FRANCESCA
Cuando llegué
a la Provincia de Reggio Calabria, una soleada mañana del otoño europeo, sentí
que comenzaba a hacer realidad un viejo y anhelado sueño: visitar la casa donde
nació y vivió mi madre junto a mis abuelos, allá por el año de mil novecientos
cinco, en el pequeño pueblo de Meliccucá que emerge como una mancha de cal,
ladrillos y tejas en el paisaje rural del sur de Italia, entre montañas,
bosques y el azul del Mar Tirreno.
Desde niño
escuché muchas veces los recuerdos que guardaba mi madre de su pueblo natal:
del crudo frio del invierno y el fuerte calor del verano; del trabajo del nono
Antonio; de sus hermanos, Rosario, Vicente y Fortunata, todos mayores que ella,
pero siempre en sus relatos, había alguna referencia a la Fontana Di Tocco
situada frente a la puerta de su casa, en una callejuela muy angosta, empedrada,
común en las antiguas ciudades y pueblos europeos, donde ella solía jugar con
sus hermanos y los niños vecinos. Recordaba con afecto a Anunciata y María que
jugaban poco y lloraban mucho.
En el año mil
novecientos trece, en una Italia empobrecida, semi feudal, convulsionada, al
borde de “La Gran Guerra”, la familia de don Antonio y Catalina, emprendió su largo y épico viaje,
cruzando casi toda la península, hasta llegar a Génova donde embarcaron hacia su nuevo hogar: La Argentina de la promesa de paz y trabajo, donde los esperaban
otros calabreses con los brazos abiertos y el pan en las manos. Nunca más
regresaron, por cosas de la vida, pero siempre vivió en ellos, Meliccucá, allí,
en el arcón de la nostalgia que guardan en un rincón del alma, todos los
inmigrantes.
Aterrizamos
en el modesto aeropuerto de Reggio Calabria, capital de la provincia del mismo
nombre. Un taxi nos trasladó al hotel en que habíamos reservado nuestro
alojamiento. Desde el balcón de la habitación que ocupábamos, por sobre los
tejados y terrazas, con masetas cubiertas de flores,a pesar del otoño, se podía
ver el mar y el Estrecho de Messina que separa Calabria de Sicilia. El aroma
salobre del Tirreno llegaba a mis sentidos y a mi alma. Ya estaba cerca, muy
cerca de la casa de mi madre Pronto emprenderíamos lo que era para mí, una peregrinación
hacia mis orígenes.
El destino (o
no sé qué, o quién), puso en mi camino a
un ser humano muy especial, Pascuale, el que acompañado de su esposa, una
bonita rusa de porte típicamente eslavo, nos llevó en su automóvil a Meliccucá,
distante a cincuenta kilómetros de la capital; pequeño valle que emerge, entre
plantaciones de olivos y pinares, en la vertiente norte de las montañas del
Aspramonte .
Llegamos en
horas de la siesta, creo a las tres de la tarde, (luego de habernos perdido
buscando el camino). El pueblo dormía. Solo unos pocos animosos se reunían en
las veredas, para intercambiar opiniones y contarse sus problemas familiares y cotidianos.

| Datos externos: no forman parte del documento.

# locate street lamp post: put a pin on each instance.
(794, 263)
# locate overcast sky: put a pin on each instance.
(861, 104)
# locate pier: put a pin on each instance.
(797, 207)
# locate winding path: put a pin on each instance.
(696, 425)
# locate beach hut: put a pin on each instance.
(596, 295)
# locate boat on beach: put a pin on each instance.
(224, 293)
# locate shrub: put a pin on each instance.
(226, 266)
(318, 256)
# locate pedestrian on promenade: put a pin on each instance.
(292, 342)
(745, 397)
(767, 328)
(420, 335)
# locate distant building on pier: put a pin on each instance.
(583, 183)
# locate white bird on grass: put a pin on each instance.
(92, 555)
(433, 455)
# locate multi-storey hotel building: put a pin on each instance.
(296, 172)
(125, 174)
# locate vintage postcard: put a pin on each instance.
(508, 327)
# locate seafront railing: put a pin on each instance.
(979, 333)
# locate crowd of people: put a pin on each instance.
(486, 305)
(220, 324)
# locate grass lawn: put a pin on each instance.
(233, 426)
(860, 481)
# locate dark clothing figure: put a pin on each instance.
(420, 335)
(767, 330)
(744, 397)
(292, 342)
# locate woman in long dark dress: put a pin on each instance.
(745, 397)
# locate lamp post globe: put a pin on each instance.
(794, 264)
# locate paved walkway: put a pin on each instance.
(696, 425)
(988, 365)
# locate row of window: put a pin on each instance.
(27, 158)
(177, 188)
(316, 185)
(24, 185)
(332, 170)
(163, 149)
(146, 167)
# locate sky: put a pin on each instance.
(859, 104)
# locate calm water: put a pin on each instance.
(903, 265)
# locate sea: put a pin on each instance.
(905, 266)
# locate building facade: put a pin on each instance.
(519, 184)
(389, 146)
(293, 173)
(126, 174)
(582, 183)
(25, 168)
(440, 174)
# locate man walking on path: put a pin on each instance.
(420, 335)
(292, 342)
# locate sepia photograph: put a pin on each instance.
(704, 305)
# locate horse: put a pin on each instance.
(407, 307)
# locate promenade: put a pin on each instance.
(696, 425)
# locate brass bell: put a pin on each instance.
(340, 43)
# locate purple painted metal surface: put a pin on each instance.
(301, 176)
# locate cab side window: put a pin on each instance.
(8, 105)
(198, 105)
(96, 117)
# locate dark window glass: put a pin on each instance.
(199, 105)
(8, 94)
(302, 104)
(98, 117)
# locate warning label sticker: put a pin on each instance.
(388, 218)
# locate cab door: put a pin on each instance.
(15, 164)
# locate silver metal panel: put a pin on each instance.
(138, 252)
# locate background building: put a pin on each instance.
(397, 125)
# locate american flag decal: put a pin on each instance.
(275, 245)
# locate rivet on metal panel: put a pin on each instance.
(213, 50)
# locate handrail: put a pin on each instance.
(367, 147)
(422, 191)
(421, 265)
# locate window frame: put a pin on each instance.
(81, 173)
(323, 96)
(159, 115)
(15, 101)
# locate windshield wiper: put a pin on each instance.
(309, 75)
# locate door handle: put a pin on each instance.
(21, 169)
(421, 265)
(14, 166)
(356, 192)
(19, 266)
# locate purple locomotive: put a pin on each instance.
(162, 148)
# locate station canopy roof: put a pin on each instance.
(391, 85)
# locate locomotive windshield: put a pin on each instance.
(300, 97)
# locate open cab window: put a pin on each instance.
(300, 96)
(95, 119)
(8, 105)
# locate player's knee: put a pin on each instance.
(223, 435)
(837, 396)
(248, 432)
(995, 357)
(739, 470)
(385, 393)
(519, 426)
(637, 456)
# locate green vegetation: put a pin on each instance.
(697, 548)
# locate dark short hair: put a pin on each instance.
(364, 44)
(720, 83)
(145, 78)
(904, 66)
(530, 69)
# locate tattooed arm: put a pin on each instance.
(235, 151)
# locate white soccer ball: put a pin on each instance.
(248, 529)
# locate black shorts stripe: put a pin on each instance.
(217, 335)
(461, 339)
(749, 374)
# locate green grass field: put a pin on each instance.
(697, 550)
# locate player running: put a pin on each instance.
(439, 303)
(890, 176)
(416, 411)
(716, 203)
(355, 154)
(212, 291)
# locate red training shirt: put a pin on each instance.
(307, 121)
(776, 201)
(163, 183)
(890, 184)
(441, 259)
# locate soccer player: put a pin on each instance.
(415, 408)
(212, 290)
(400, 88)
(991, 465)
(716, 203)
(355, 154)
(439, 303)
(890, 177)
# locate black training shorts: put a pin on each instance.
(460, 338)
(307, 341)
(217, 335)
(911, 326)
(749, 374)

Comprendí, que en ese momento estaba allí, donde
lo soñé muchas veces. Que esos viejos “Tanos” que me señalaban con dedos deformes
por el reuma, los años y el trabajo rudo, el lugar donde encontraría la fontana:
eran todos familiares míos. Así lo sentía y tal vez, así ellos lo sintieron,
cuando les dije mi apellido materno con décadas de historia en el pueblo.
Allí estaba firme
desde hacía un par de siglos y todavía vertía chorritos de agua, ¡La fontana Di
Tocco! y frente a ella, mirándome como si me diera la bienvenida: la casa de mi
madre.
Hay emociones
que son muy difíciles de describir y esta era una de ellas. Descendí del auto
de Pacuale, tratando de grabar y absorber por todos mis sentidos, lo que me rodeaba.
Llamé a la
puerta (antigua puerta con postigos en su mitad superior) a través de la cual
se percibía luz. Pocos minutos después abrieron y una pequeña figura apareció
en ella: muy anciana, encorvada, de ojos intensamente azules… y totalmente
lúcida. Me miró con curiosidad. Le pregunté si tenía el mismo apellido de mi
madre. Movió su blanca cabeza afirmativamente. Emocionado, le dije que también
era el mío. Levantó su pequeña mano y haciendo una V con dos de sus delgados y
ajados deditos, me pregunto: ¿”Con Doppio D”? Al decirle que si, con voz
temblorosa, me abrazó sollozando. Me abrió la puerta de su casa, y por fin,
pisé, el suelo donde había visto la luz, mi madre.
La anciana,
me dijo que se llamaba Francesca, que tenía noventa y nueve años y que estaba
muy emocionada. Afortunadamente había entrado Pascuale, su esposa y la mía:
todos lagrimeaban. La presencia de Pascuale,fue fundamental, porque hizo de traductor.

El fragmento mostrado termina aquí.